How it works
READERS AND even some experts are much more familiar with The Economist McDonald’s Burger index than the more sophisticated REER. The magazine takes the prices of a standard hamburger – its Big Mac – in all the countries where it’s available and converts it into US dollars by using the current free market exchange rate. According to The
Economist, the Big Mac currently costs US$2,44 in South Africa versus $3,58 in the US and $4,62 in Europe. That suggests SA’s importers have nothing to complain about: the rand is still undervalued.
For the calculation of the real effective exchange rate, something similar is done but a bit more sophisticated. SA’s trade and services account with the rest of the world is carefully analysed, a weight is worked out for every currency and a base year fixed. Then it’s assumed a currency constantly devalues – or re-values – by the difference between its own inflation rate and the weighted inflation rate of its trading partners. The calculations are made by the SA Reserve Bank. If everyone works out properly, the REER will always stay 100.

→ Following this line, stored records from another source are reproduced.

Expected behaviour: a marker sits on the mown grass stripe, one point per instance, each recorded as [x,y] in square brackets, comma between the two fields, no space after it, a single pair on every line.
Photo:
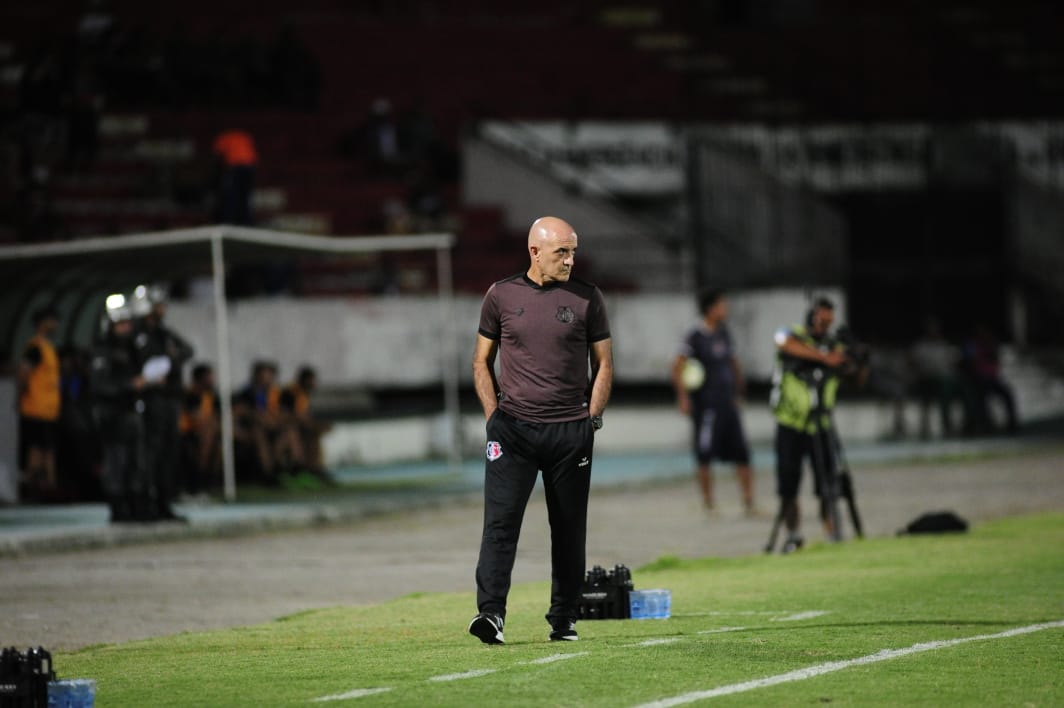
[802,615]
[720,630]
[819,670]
[559,657]
[356,693]
[476,673]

Fluctuations over or under 100 then tell local businessmen whether our currency is over-or undervalued. Exactly a year ago, at the time of the latest small bull market (if it was one), the REER stood at 90. The rand was well undervalued. Now the REER is at 114. Forget about the Big Mac: everyone in SA who produces something for export knows he’s currently receiving less. The table shows all five of the leading currencies used for the calculation of SA’s REER weakened sharply against the rand over the past year.